Lennon aurait pu débattre avec sa fille, avouer que lui-même se reprochait parfois la mort de Marie McKenna, bien que ne reconnaissant aucune logique à cette idée. Il aurait pu confier à Ellen que le destin de sa mère n’était qu’un parmi les fardeaux qu’il portait sur ses épaules tous les jours.

« Je t’aime, dit-il seulement. Tu le sais, ça, hein ? »

Il entendit le déclic de la ceinture de sécurité, et elle vint lui mettre les bras autour du cou. Il l’embrassa sur la main. Reçut ses lèvres sur sa joue. Se sentit propre, pour la première fois aujourd’hui.

Le feu passa au vert. « Ceinture », dit-il.

6

Rea contempla l’obscurité pendant de longues secondes.

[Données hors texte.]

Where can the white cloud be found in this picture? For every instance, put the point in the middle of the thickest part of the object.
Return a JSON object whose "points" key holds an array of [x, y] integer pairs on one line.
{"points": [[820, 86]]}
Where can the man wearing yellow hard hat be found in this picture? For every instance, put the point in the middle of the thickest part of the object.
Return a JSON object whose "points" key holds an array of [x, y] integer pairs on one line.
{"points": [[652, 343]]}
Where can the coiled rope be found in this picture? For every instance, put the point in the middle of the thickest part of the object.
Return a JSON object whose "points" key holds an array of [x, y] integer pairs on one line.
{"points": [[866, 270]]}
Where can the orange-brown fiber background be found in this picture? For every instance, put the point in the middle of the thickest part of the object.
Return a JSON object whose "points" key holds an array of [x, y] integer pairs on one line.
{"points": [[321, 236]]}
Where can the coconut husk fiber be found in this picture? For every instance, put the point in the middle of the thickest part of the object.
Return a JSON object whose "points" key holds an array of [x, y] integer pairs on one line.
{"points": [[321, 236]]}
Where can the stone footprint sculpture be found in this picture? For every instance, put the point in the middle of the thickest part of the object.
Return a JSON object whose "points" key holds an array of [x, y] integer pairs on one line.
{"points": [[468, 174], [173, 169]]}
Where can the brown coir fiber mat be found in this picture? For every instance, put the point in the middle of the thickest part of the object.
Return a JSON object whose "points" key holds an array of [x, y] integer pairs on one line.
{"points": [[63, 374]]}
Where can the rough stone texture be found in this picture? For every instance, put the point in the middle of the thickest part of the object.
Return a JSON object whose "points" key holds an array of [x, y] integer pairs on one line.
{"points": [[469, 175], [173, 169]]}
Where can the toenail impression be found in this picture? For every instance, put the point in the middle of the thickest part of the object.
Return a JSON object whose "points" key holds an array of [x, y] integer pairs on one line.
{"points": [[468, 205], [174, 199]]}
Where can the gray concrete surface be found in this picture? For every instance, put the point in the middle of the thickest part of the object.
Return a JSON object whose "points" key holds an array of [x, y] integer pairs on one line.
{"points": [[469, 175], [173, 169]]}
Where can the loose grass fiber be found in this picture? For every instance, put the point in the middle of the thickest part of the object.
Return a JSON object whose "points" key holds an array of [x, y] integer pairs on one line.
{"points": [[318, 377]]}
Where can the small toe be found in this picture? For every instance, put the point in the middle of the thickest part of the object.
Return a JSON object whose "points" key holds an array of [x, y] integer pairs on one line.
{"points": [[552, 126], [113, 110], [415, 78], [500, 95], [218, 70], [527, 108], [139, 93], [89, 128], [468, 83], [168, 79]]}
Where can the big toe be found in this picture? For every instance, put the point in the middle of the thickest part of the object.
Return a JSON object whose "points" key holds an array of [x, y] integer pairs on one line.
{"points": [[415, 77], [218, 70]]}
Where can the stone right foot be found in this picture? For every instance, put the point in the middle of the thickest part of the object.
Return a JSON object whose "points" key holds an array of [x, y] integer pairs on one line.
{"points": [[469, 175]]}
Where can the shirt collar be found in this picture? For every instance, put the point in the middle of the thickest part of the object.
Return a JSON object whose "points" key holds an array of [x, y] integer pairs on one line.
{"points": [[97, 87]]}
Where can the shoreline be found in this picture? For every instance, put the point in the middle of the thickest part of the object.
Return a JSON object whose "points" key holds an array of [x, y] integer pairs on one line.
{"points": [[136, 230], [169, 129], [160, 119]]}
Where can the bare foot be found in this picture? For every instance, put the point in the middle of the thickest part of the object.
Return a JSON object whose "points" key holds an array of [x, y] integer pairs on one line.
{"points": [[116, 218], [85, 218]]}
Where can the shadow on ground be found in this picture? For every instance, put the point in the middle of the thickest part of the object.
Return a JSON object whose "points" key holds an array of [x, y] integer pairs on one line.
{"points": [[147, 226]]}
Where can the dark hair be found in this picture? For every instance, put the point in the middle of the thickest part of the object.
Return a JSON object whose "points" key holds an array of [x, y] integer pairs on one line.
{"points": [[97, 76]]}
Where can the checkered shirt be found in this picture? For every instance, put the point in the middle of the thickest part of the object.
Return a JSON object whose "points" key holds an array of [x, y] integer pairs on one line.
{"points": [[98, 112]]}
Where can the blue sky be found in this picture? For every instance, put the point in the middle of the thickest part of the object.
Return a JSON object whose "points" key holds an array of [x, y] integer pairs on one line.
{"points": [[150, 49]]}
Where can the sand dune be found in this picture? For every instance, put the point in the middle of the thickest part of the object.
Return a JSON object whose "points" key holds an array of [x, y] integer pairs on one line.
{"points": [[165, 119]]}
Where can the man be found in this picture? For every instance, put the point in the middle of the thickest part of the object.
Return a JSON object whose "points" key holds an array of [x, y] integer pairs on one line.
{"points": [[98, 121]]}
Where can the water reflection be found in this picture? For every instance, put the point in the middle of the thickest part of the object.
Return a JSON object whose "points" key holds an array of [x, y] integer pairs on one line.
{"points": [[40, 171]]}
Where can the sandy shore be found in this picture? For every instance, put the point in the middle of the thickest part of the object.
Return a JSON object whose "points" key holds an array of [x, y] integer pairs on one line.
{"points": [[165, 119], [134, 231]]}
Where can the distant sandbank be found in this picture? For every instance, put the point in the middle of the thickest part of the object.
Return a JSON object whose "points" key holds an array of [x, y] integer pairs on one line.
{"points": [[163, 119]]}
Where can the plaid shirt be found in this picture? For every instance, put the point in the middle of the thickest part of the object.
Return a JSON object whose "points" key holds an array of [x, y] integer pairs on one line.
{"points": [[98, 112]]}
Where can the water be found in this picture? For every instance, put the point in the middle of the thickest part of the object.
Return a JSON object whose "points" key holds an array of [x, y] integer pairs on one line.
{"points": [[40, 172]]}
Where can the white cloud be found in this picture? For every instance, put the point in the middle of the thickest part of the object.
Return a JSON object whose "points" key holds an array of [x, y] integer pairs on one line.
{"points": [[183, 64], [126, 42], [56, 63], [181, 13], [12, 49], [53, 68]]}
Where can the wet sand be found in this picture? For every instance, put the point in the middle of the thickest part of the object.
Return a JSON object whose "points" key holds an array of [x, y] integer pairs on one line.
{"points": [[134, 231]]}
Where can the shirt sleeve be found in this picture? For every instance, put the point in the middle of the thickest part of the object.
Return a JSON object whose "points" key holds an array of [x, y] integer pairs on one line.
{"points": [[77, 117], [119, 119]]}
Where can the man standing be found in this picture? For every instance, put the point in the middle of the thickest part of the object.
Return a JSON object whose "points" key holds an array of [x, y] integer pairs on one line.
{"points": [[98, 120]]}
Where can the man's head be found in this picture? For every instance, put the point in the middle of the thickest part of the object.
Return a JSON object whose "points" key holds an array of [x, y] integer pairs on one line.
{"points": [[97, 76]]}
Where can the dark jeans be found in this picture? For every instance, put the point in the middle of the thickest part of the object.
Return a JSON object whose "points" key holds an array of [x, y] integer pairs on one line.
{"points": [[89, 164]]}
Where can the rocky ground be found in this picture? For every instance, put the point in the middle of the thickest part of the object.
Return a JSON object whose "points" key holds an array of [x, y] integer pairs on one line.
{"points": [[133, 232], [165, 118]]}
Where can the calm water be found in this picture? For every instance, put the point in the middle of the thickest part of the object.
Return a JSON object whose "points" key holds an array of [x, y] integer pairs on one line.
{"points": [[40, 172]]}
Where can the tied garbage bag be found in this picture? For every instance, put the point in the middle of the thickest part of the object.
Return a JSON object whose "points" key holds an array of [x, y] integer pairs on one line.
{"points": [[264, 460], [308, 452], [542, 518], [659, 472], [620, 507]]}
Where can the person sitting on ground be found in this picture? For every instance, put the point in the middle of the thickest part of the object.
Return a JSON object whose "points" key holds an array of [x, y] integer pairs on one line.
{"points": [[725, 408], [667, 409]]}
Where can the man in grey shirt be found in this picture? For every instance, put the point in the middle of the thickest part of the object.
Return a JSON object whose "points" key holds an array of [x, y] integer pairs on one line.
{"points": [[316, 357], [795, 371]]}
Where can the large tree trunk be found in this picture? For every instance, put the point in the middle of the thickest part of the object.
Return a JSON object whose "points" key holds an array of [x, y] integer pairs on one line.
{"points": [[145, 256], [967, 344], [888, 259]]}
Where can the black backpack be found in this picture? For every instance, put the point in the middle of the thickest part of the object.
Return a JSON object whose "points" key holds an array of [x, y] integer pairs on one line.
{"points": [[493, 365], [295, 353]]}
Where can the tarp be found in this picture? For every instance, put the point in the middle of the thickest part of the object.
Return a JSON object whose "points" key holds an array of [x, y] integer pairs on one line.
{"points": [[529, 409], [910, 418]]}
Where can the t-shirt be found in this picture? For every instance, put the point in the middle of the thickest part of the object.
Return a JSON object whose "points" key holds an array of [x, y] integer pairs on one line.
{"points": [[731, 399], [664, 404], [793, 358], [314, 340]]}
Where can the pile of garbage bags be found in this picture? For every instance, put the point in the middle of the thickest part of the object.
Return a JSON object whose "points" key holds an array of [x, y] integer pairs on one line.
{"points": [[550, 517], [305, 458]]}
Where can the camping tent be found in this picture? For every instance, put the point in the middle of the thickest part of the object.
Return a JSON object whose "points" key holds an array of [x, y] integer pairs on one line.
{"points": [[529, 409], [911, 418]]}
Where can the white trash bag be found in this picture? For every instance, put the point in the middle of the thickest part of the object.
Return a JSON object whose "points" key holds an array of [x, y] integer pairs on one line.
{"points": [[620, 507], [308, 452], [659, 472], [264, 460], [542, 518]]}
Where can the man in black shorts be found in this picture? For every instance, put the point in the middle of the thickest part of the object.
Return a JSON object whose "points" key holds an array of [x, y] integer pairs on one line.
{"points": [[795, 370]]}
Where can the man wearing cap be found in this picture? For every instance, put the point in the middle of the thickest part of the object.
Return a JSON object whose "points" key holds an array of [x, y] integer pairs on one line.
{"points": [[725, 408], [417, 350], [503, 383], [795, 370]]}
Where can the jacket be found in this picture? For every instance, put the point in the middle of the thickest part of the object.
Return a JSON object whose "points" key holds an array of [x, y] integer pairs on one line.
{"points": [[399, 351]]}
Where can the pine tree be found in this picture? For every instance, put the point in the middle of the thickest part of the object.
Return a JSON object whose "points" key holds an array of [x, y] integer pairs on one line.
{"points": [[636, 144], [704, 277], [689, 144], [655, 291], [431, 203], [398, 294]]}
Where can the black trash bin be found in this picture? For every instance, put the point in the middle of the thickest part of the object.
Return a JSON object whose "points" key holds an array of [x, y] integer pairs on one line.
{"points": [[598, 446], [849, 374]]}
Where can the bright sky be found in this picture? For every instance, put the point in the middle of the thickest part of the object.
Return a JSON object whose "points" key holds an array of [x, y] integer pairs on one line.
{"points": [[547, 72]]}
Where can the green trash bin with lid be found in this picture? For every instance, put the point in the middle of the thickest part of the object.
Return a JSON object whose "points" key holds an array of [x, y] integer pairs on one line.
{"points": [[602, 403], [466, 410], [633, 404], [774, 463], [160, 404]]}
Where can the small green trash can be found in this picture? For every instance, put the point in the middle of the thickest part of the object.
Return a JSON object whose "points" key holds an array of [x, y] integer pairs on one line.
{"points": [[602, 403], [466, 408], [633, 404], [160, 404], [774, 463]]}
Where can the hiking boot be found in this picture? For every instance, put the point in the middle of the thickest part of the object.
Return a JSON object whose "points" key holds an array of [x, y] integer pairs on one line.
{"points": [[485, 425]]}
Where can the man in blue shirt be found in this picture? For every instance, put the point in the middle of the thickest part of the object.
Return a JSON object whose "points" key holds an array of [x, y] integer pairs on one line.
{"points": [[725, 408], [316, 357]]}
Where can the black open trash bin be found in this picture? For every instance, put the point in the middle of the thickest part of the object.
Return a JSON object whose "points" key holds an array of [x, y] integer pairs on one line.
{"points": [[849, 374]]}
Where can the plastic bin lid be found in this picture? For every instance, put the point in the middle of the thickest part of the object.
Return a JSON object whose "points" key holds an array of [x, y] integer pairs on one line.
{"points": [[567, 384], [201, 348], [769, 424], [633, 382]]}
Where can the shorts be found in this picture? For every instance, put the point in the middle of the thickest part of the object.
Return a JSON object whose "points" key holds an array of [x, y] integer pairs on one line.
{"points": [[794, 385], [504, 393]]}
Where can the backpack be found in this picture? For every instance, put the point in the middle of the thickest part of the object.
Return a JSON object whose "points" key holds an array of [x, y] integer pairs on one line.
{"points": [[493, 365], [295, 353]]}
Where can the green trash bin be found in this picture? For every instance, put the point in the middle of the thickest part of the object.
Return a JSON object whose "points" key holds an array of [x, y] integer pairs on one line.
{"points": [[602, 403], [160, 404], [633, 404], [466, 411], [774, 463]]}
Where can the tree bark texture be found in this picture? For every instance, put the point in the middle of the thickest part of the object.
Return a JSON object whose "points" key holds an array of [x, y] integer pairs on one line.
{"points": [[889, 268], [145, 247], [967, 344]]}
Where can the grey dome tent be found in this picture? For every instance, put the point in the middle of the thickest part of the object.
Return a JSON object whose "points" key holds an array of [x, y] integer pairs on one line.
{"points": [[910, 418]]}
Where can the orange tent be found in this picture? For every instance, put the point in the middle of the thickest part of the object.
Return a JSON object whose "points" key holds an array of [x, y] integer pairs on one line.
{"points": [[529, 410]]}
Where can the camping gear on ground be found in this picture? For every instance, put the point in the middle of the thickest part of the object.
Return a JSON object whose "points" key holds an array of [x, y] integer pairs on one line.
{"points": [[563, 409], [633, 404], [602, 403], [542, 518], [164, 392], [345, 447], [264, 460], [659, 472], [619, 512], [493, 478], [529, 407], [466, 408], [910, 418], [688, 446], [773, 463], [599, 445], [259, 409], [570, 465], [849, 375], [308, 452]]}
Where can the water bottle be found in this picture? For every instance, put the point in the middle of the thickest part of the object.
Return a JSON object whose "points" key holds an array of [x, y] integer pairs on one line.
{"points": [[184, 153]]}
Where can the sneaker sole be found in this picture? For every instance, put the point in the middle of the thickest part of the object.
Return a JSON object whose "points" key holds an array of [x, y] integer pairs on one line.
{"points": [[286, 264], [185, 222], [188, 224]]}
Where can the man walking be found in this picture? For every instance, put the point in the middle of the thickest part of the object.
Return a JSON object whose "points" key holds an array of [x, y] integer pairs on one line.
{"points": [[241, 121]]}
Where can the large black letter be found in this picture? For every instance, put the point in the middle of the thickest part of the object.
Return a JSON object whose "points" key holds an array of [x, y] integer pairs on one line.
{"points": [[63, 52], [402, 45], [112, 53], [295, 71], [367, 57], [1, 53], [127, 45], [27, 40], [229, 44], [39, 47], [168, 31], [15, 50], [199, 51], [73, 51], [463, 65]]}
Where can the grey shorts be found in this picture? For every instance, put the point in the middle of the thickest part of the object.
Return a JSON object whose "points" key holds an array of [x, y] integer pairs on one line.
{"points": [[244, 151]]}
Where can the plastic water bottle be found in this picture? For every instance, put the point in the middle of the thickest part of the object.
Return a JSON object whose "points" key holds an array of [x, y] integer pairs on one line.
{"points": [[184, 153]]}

Elle se sentait comme un rongeur, immobile devant la face d’une chouette silencieuse.

Au bout d’un moment, elle se secoua, avala du sang, et dit tout haut : « Bon, allez. »

Elle se leva et s’appuya contre la rambarde, prise d’un vertige. Quand ses yeux s’acclimatèrent à la pénombre de la pièce, elle vit qu’un mince rai de lumière filtrait autour d’un store fermé. Lâchant la rambarde, elle s’avança sur le seuil. Le plancher peint craqua sous son pied.

À l’intérieur, elle distinguait de vagues formes dans le noir, peut-être des meubles, des tableaux aux murs. Elle chercha à tâtons un interrupteur, le trouva, le bascula. Éblouie par la lumière crue d’une ampoule qui pendait au plafond, elle cligna des yeux et s’en protégea avec les mains.

Le mot « bureau » surgit dans son esprit.

Oui, bien sûr, un bureau, comme chez beaucoup de gens qui disposaient d’une chambre d’amis. Le centre de la pièce était occupé par une table qui semblait provenir d’une salle de classe, flanquée d’une unique chaise. Un tableau en liège sur un mur, nu, garni seulement de punaises. Une grande carte des îles Britanniques sur le mur opposé.

Ça ne collait pas, pourtant.

D’après ce qu’Ida avait raconté, l’oncle de Rea était ouvrier. Il avait fait un bref passage dans la marine marchande, avant de se marier, mais avait toujours travaillé de ses mains par la suite. Il sillonnait l’Angleterre et l’Irlande d’un emploi à un autre. Quel besoin avait-il de s’aménager un bureau à la maison ? Et qui plus est, un bureau sans ordinateur — au moins un portable, ou même un netbook ?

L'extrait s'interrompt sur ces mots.